Cannes winner Atlantics tells a richly imagined ghost story
In Mati Diop’s Atlantics, discontent reigns over the port city of Dakar, where a futuristic high-rise towers like some cruelly conceived lighthouse. When first introduced, Souleiman (Ibrahima Traoré), one of the construction workers of this building project, is agitating for three months of backpay; when he and his compatriots are rebuffed, he turns to his lover, Ada (Mama Sané), for comfort. Their relationship, though, is no more certain than his wages, as she’s betrothed to Omar (Babacar Sylla), a wealthy businessman who splits his time between Senegal and Europe, and who can provide Ada with a life of ease and comfort—which is to say, everything that Souleiman cannot. The two lovers make plans to rendezvous that evening at their usual haunt, a seaside nightclub. But when Ada arrives there at the appointed time, she learns that Souleiman and a group of other men have set sail for Europe on a pirogue. Soon, it’s revealed that their boat sank. There are no reported survivors.
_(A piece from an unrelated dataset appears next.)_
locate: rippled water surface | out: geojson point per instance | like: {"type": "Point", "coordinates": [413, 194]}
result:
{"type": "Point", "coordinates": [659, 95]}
Winner of the Grand Prix at Cannes this year, Atlantics holds the distinction of being the first film by a Black woman to ever compete for the Palme d’Or. This is no small achievement, especially since Diop, who’s still best known for her role in Claire Denis’ 35 Shots Of Rum, is here making her feature debut, with a film that’s a culmination of the actor-turned-director’s shorter work over the last decade. Her 2009 short “Atlantiques,” which centered on a group of men who attempt a perilous crossing to Europe, provides the conceptual starting point. Likewise, Atlantics’ tenor of inconsolable longing might be traced back to her immensely evocative, 45-minute Mille Soleils, which centered on Magaye Niang, the star of the 1973 Senegalese classic Touki Bouki, directed by none other than Diop’s uncle, Djibril Diop Mambéty.
Apropos a subtitle (A Ghost Love Story) the film has inconsistently sported since its premiere back in May, Atlantics is most interesting as a series of ethereal, allusive moments. Drawing on the documentary nature of her short films, Diop depicts Ada’s marriage to Omar with a particular attention to traditional customs and religious rites. But she also deploys a discordant soundscape, creating an air of unease that’s quickly reinforced by a mysterious fire in Ada and Omar’s marital bed, which detective Issa (Amadou Mbow) is brought in to investigate. Following news of his apparent demise, Souleiman is reportedly sighted at Ada’s wedding, and becomes Issa’s prime suspect for the arson, thereby putting Ada under suspicion when their former romance comes out. The detective, in turn, is affected by unusual spells of fatigue and heatstroke, while a kind of malady spreads among the women left behind by their drowned lovers.
It’s not until halfway through that Atlantics fully affirms its supernatural horror antecedents, recalling the gothic romance, tenebrous ambience, and eerie nocturnal wanderings of Jacques Tourneur’s 1943 masterpiece I Walked With A Zombie. The particulars of these developments are best left for discovery, but suffice it to say the film culminates in one of the most chillingly effective scenes of the year: a retribution for the corrupt developer responsible for withholding the workers’ wages. It’s indicative of the way Atlantics, like Tourneur’s film, conveys its sociopolitical (and colonial) implications within a richly imagined, lavishly textured story. Working with cinematographer Claire Mathon (who also shot another Cannes favorite, Portrait Of A Lady On Fire), Diop alternates between feverish, sun-soaked frames and suggestive low-light images. Likewise, Senegalese-born experimental artist Fatima Al Qadiri contributes an eminently enveloping score that melds effortlessly with Dakar’s natural soundscapes; it’s likely to linger long after the credits have rolled.
Diop does seem to rely on these sensuous pleasures to make up for the script’s various shortcomings. (The detective, for instance, eventually comes to feel like a transparent screenwriter’s device, since he’s at once indifferently developed and crucial to the story.) And her editing patterns in Atlantics are less distinctive than those in her shorts—films so committed to avoiding cliché that they could be occasionally inscrutable, though also productively protean. By the end, despite the considerable stylistic prowess demonstrated by Diop and her collaborators, Atlantics feels somewhat diffuse, building toward a decisive but familiar moment of closure for Ada—a note of affirmation to resolve the entire affair. Nonetheless, for Diop as much as for her lead character, Atlantics resounds with the promise of great things to come.